Dans "Ça barbare, là !", Jean-Marc Foussat rencontre Ramón López, musicien acoustique s’il en est. On joue donc sur l’opposition entre les sons électroniques (et la voix) et les sons bruts. D’où les contrastes, les penchants vers les "musiques improvisées" (sic), les va-et-vient, les prises de paroles… Un duo constamment surprenant servi par un mixage remarquable.
On tire encore un peu plus vers le "jazz" dans "Quod" où Foussat, entre les saxophonistes Sylvain Guérineau, ténor, et Joe McPhee, soprano, se montre beaucoup plus discret, mais toujours aussi pertinent, réactif et à l’écoute de ses partenaires. Le ténor est puissant, enraciné, le soprano plus volubile. Très différente, la seconde pièce offre beaucoup plus de champ, d’espace, tandis que se glisse au milieu une improvisation mélodique de McPhee. Puis s’installe un rythme puissant, insistant, martelé par le ténor, avant que les stridences du synthétiseur annoncent un déferlement, un bombardement final qui laisserait, in fine, la place au calme (Cf. Culturejazz - Pile de disques, mars 2014).
Sans rapport avec ce qui précède, le cinquième disque de ce joli nouveau label, Fou Records, est une série de poèmes de Federico Garcia Lorca merveilleusement dits par Violetta Ferrer superbement accompagnée par Raymond Boni — ils en avaient déjà enregistré ensemble il y a plus de 30 ans !
En guise d’entracte, accordez-vous 18 minutes en compagnie de Julien Desprez et sa electric guitar only : un solo noise, totalement bruitiste assez époustouflant.

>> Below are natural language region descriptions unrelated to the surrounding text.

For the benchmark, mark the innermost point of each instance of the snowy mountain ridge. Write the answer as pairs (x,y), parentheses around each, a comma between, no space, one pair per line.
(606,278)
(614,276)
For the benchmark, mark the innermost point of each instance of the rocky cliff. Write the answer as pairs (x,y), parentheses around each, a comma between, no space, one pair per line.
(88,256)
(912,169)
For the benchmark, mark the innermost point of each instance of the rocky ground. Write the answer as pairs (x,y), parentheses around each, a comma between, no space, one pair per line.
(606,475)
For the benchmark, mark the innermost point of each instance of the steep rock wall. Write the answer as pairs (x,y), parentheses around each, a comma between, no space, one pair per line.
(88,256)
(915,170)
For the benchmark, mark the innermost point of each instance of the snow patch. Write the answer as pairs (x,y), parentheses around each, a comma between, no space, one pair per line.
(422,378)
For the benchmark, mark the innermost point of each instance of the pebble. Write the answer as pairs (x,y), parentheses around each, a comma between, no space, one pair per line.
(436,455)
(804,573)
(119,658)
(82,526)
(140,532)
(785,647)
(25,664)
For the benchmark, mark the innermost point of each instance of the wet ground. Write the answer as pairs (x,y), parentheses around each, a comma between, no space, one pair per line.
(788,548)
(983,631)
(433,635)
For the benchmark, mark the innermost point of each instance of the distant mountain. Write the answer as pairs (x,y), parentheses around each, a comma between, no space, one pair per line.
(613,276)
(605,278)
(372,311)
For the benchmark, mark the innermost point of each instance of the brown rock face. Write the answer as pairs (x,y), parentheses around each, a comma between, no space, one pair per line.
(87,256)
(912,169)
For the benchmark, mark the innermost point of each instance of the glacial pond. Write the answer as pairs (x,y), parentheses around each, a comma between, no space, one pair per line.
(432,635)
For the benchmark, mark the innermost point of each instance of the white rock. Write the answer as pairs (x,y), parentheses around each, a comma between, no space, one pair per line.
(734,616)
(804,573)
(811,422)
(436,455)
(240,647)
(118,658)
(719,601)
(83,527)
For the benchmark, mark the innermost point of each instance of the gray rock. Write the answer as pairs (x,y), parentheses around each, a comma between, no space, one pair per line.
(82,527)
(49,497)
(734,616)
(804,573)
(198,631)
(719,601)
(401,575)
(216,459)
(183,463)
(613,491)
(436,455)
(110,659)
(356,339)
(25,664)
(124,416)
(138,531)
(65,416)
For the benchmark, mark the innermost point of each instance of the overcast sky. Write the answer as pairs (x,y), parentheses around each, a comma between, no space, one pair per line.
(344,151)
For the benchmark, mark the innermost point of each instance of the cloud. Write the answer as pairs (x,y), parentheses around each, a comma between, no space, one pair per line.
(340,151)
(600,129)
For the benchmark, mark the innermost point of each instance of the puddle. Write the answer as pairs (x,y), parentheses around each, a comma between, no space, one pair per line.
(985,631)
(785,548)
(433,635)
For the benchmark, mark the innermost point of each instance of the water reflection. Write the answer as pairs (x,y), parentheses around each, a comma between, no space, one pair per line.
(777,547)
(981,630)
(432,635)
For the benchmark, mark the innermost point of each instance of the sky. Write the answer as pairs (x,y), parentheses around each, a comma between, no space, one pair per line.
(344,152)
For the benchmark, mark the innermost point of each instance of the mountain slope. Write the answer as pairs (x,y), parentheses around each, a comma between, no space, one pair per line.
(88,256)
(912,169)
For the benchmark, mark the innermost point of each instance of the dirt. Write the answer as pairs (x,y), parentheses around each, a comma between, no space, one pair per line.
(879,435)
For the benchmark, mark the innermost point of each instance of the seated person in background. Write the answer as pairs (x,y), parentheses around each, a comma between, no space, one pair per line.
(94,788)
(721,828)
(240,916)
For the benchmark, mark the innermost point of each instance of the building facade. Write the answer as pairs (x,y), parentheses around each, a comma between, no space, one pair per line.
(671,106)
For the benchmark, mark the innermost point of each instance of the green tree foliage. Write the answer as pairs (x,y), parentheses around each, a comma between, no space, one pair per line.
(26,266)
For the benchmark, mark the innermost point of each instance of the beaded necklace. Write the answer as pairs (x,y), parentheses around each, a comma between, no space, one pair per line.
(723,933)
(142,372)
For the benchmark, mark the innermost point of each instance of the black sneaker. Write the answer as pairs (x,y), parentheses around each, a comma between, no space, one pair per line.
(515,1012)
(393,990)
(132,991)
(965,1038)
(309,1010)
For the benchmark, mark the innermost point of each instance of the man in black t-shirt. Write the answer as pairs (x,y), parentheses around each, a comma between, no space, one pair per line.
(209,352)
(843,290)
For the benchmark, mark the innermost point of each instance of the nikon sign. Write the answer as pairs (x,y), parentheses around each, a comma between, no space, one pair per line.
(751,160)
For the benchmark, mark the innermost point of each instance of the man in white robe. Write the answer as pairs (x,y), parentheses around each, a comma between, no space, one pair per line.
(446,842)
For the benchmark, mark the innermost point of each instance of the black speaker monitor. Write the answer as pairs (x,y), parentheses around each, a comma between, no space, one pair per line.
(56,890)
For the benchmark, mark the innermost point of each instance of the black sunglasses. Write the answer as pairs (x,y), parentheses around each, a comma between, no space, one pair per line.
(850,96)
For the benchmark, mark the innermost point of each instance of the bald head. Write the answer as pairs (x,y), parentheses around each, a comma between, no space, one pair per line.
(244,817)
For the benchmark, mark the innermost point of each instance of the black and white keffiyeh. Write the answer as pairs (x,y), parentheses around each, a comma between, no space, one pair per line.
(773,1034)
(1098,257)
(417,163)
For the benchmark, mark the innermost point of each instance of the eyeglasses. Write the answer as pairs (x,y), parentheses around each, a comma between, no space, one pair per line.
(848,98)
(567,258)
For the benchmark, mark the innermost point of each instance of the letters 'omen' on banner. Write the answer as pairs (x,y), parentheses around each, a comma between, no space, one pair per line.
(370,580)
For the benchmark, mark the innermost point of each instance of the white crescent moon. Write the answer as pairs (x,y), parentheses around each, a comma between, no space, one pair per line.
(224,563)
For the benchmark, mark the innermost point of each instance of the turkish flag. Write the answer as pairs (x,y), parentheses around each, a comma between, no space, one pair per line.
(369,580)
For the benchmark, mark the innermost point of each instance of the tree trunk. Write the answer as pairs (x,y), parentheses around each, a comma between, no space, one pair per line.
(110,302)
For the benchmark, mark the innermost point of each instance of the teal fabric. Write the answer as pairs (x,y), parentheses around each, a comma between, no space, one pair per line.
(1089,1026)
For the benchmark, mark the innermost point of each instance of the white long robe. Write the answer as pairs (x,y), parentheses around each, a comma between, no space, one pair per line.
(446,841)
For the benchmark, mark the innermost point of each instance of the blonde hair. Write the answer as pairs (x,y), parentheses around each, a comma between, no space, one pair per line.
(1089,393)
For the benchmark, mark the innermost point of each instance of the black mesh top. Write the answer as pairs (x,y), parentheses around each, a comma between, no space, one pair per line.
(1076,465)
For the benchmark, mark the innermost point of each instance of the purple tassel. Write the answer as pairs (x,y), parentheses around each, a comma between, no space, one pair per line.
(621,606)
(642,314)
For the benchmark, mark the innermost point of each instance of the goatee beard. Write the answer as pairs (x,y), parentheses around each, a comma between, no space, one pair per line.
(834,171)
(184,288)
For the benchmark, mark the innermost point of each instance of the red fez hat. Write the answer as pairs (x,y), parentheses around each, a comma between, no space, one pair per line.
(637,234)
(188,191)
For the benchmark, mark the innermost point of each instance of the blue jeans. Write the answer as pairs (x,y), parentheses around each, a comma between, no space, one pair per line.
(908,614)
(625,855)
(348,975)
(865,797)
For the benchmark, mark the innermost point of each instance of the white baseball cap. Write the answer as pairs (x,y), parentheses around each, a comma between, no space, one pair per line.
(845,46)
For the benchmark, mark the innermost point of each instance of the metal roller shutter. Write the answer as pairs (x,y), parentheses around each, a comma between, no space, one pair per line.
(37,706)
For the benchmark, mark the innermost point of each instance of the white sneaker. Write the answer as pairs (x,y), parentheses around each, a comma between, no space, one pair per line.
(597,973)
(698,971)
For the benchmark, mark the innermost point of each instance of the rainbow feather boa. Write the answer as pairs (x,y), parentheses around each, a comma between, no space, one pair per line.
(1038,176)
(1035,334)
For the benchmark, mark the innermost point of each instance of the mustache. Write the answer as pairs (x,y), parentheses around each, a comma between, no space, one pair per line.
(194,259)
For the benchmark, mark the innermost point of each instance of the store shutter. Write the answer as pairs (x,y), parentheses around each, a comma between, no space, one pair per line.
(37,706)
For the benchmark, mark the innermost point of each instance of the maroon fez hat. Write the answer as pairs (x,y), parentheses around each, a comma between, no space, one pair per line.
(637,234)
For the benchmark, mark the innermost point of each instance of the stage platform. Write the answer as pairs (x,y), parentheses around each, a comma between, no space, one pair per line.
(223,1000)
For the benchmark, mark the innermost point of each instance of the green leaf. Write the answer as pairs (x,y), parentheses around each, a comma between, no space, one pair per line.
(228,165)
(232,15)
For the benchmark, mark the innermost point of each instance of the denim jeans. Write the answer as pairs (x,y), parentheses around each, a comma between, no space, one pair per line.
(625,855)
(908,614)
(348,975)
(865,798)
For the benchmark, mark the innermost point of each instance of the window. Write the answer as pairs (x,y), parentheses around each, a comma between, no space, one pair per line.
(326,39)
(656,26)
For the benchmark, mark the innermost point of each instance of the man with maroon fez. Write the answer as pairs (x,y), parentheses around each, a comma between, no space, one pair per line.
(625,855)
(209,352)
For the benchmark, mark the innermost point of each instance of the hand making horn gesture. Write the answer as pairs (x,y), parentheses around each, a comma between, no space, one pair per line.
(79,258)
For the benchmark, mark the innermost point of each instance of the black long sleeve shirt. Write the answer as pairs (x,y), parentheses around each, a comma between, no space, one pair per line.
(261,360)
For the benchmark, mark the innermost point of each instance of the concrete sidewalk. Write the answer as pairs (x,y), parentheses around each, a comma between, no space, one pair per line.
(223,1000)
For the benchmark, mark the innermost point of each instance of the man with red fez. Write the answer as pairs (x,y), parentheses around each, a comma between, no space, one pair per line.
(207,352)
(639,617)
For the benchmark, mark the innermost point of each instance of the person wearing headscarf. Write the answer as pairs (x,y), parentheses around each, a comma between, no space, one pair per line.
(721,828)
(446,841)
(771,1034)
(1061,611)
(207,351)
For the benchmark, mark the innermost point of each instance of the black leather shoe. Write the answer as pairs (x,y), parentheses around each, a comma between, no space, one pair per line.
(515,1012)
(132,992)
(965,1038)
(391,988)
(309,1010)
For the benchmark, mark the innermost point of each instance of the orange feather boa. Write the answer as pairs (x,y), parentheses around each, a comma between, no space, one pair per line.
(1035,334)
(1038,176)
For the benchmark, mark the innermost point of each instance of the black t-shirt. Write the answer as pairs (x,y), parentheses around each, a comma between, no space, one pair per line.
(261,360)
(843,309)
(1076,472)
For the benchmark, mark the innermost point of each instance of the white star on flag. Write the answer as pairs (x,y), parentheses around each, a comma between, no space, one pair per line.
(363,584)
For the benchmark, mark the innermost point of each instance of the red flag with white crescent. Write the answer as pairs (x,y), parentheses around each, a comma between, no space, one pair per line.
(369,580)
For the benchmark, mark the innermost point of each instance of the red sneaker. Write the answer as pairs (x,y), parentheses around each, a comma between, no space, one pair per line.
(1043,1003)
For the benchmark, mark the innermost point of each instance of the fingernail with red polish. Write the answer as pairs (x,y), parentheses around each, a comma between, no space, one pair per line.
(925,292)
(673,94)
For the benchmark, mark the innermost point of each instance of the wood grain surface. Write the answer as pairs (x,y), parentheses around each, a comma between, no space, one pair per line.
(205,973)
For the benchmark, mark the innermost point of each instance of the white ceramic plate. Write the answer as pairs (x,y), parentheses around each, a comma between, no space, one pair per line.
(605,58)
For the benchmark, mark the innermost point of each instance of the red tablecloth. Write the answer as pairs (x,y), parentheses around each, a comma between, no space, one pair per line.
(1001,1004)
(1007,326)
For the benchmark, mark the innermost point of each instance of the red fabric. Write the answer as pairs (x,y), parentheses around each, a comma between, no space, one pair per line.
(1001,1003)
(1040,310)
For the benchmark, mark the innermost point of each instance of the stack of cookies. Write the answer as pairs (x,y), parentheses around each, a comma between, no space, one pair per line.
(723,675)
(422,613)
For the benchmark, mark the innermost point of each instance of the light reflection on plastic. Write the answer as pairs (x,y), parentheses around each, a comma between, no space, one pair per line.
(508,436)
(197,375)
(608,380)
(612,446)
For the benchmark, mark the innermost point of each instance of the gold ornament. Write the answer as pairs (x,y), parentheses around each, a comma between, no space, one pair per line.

Quelques phrasés rythmiques permettent à l’auditeur de se rendre compte qu’il s’agit vraiment d’une guitare ! Impressionnant.
Pas mal d’électronique également (mais pas que) avec ces "Bribes" que nous proposent, toujours sur le très excitant label Coax, Romain Clerc-Renaud (piano et claviers) et Geoffroy Gesser (saxo-ténor). Un disque tonifiant où "des éclats puissants de free jazz se combinent à des atmosphères éthérées".
Le jazz et le cinéma : deux passions qu’ont su conjuguer depuis longtemps les gens de l’Arfi. La nouvelle génération qui a intégré, pour le meilleur, ce collectif légendaire, n’est pas en reste et partage ce goût de créer des bandes sonores musicales sur des films muets. "Le Bonheur", un film d’Alexandre Medvedkine datant de 1934 (et encore muet !), a suscité « une première rencontre entre le vocaliste-saxophoniste-poète britannique Ted Milton et Les Bampots, mini fanfare crypto-grunge composée de musiciens de l’Arfi » (Gérard Rouy). Il en résulte beaucoup plus qu’une illustration musicale en dix séquences, mais une véritable œuvre musicale contemporaine qui s’écoute sans le film. On y perçoit le sens de l’espace, les sons naturels, les bruits, les fonds, des sonorités étonnantes et très inventives. Une très belle réalisation.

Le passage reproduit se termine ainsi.